Como resultado, los cuásares son extremadamente raros en el cielo, y por lo general están separados por cientos de millones de años luz de otras. Los investigadores estiman que las probabilidades de descubrir un cuásar cuádruple por casualidad es una entre diez millones. ¿Cómo tuvieron tanta suerte?

Las pistas provienen de las propiedades peculiares del entorno del cuarteto. Los cuatro quásares están rodeados por una nebulosa gigante de hidrógeno frío y denso, que emite luz, ya que se irradia por el intenso resplandor de los quásares. Además, tanto el cuarteto como la nebulosa que lo rodea residen en una esquina rara del universo con una cantidad sorprendentemente grande de materia. "Hay varios cientos de veces más galaxias en esta región de lo que se puede esperar ver a estas distancias", dijo J. Xavier Prochaska, profesor de la Universidad de California en Santa Cruz e investigador principal de las observaciones Keck Observatory.

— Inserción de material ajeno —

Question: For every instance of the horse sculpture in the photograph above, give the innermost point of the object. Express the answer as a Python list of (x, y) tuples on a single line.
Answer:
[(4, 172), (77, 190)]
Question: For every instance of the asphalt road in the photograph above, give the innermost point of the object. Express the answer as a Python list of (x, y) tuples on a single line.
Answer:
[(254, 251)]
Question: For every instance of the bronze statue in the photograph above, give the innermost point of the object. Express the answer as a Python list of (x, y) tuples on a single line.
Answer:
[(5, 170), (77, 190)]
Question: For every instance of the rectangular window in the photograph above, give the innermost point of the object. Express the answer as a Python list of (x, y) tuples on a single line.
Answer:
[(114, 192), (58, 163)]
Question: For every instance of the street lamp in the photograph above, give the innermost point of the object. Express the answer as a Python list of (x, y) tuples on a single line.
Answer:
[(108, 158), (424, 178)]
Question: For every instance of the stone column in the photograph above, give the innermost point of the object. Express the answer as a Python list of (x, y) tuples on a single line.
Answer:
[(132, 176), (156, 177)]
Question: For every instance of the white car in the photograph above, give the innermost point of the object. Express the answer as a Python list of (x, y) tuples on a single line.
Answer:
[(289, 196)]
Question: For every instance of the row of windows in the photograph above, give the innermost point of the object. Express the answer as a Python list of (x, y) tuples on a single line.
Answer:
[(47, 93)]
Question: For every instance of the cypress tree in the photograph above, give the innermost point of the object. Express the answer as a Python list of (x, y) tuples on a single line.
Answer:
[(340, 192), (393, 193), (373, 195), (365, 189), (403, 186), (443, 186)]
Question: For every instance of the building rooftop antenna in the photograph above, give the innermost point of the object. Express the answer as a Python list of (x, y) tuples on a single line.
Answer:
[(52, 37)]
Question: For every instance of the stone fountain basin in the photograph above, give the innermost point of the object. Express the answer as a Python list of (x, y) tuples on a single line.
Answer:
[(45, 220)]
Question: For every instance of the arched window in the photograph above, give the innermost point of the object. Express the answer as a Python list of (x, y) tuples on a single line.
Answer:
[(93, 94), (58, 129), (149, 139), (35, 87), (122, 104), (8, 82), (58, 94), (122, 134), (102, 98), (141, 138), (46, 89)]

Es un ejemplo de un progenitor o antepasado de un cúmulo de galaxias de hoy en día, o proto-cúmulo

Dado el número excepcionalmente elevado de las galaxias, este sistema se asemeja a las aglomeraciones masivas de galaxias, conocidas como cúmulos de galaxias, que los astrónomos observan en el universo actual. Pero debido a que la luz de esta metrópolis cósmica ha estado viajando 10.000 millones de años antes de llegar a la Tierra, las imágenes muestran la región como era hace 10.000 millones de años, menos de 4.000 millones de años después del Big Bang. Por tanto, es un ejemplo de un progenitor o antepasado de un cúmulo de galaxias de hoy en día, o proto-cúmulo para abreviar.

Juntando todas estas anomalías, los investigadores trataron de entender lo que parece ser su increíble golpe de suerte. "Si se descubre algo que, según la actual sabiduría científica debe ser extremadamente improbable, se puede llegar a una de dos conclusiones: o se tiene mucha suerte, o se necesita modificar la teoría," dijo Hennawi.

Los investigadores especulan que algún proceso físico podría hacer que la actividad de cuásares sea mucho más probable en entornos específicos. Una posibilidad es que los episodios se activan cuando las galaxias colisionan o se fusionan, debido a que estas interacciones violentas agrupan suficiente de gas en el agujero negro central. Tales encuentros son mucho más probable que ocurran en un proto-cúmulo denso lleno de galaxias.